Demorei-me na rua pela madrugada. Cheguei pelas três horas. Um minuto depois mexia-se o trinco da porta. Maria do Socorro entrou.


— Vá-se embora!


— Papai só chega de manhã, vovó tá dormindo.


— Psiu! Olha a Nica!


— Tá dormindo lá em casa com vovó. Pedi a ela.


Maria do Socorro, subitamente encabulada, apagou a luz. Aproximei-me a princípio lentamente, indeciso, mas logo louco, arrastado pela vanguarda sedenta...

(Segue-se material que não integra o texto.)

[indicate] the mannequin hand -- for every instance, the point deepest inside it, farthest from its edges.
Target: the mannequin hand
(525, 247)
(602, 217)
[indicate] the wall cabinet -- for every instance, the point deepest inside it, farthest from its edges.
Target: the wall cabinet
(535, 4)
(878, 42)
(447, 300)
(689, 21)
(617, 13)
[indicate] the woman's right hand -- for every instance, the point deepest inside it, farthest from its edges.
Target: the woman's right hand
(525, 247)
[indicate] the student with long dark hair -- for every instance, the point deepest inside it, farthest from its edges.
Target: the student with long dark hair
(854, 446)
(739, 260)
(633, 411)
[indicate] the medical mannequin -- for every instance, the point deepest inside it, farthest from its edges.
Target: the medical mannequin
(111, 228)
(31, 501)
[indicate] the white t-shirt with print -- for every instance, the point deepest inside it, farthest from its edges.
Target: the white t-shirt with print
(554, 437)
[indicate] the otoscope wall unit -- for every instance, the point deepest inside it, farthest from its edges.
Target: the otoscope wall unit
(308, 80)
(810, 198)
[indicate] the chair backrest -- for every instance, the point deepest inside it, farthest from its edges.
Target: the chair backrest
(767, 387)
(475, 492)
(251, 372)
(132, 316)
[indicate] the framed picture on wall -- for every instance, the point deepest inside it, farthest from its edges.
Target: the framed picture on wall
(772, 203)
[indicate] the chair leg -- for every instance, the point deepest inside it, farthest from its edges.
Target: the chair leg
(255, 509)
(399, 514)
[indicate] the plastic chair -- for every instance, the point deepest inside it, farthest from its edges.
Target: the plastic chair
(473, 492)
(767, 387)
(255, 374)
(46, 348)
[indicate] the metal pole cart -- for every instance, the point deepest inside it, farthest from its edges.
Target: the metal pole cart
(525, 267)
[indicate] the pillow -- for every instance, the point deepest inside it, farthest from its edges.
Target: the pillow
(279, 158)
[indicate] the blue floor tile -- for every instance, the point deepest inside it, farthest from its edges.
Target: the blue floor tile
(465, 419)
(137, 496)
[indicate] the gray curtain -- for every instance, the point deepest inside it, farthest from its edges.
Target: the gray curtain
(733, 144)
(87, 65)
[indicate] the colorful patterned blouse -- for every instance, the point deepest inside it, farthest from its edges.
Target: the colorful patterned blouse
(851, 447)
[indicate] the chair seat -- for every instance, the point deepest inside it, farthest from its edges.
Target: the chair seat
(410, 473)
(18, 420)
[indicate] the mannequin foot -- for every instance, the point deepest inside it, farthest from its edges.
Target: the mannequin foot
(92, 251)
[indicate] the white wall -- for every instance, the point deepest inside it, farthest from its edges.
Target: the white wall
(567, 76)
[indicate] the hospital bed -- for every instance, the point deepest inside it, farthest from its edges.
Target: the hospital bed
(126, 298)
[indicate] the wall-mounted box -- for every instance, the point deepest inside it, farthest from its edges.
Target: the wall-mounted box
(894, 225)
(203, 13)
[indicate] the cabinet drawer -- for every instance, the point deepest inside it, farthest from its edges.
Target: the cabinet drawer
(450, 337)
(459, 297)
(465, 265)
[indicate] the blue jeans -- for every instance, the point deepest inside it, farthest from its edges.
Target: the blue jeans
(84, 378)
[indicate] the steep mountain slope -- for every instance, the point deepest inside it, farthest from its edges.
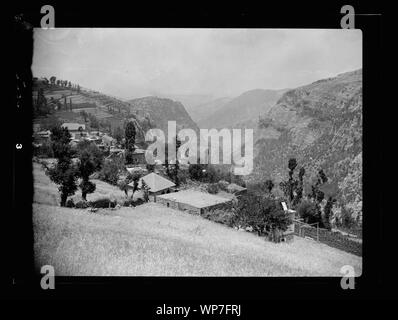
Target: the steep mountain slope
(242, 109)
(319, 124)
(203, 110)
(156, 112)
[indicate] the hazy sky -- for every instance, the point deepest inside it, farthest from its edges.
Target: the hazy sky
(131, 63)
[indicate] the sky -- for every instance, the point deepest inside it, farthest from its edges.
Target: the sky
(131, 63)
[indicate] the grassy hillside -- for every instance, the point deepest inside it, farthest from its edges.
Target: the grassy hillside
(245, 108)
(154, 240)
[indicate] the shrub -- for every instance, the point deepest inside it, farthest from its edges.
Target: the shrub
(82, 205)
(308, 211)
(134, 203)
(220, 216)
(212, 188)
(70, 203)
(44, 150)
(110, 172)
(103, 203)
(261, 213)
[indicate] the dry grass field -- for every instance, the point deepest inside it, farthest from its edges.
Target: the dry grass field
(154, 240)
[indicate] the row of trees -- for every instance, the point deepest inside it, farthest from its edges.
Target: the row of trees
(65, 173)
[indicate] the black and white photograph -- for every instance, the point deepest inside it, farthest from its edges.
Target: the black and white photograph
(136, 136)
(202, 155)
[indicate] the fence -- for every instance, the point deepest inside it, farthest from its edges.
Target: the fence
(333, 239)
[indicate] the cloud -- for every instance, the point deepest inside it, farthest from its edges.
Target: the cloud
(129, 62)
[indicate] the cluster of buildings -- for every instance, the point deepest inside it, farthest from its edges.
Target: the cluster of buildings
(78, 132)
(164, 191)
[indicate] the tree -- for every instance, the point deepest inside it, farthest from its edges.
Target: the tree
(177, 164)
(118, 135)
(263, 214)
(308, 211)
(41, 103)
(196, 171)
(145, 189)
(130, 136)
(88, 164)
(269, 184)
(52, 80)
(293, 187)
(64, 173)
(93, 121)
(84, 115)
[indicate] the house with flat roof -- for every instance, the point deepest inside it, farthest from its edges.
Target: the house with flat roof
(193, 201)
(157, 185)
(77, 130)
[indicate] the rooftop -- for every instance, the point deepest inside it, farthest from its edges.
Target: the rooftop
(195, 198)
(155, 182)
(72, 126)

Enchi depois a mala com minhas roupas e alguns papéis, chamei táxi pelo telefone e fugi antes do sol nascer.


 

CARLOS CASTELLO BRANCO é um dos maiores colunistas políticos do país, responsável pela "Coluna do Castello" da página 2 do Jornal do Brasil e pela coluna de política nacional de Homem. Nascido em Teresina há 55 anos, passou muitos anos de sua adolescência e mocidade em Minas Gerais (onde se iniciou no jornalismo em 1939). Atualmente mora em Brasília. Sua estréia em livro aconteceu com Continhos Brasileiros, de 1952. Sete anos depois, publicou seu primeiro romance, Arco do Triunfo, recentemente reeditado. Neste livro, conta a simples história de um jovem nortista chamado José do Egito, que vai para o Rio tentar a vida na então capital, como jornalista e político. Arco do Triunfo teve uma excelente acolhida da crítica (Adolfo Casais Monteiro foi um dos críticos importantes que o elogiaram bastante), marcando seu autor como um ficcionista talentoso, herdeiro das três vertentes de sua formação: o Nordeste, Minas e o Rio. Mas desde Arco do Triunfo, Castello Branco não publica ficção. Dedicou-se à análise política e, no ano passado, fez muito sucesso com os dois volumes da Introdução à Revolução de 1964 (ainda há outros seis). O conto que publicamos, em condensação, faz parte do livro que o escritor promete para breve: Novos Continhos Brasileiros.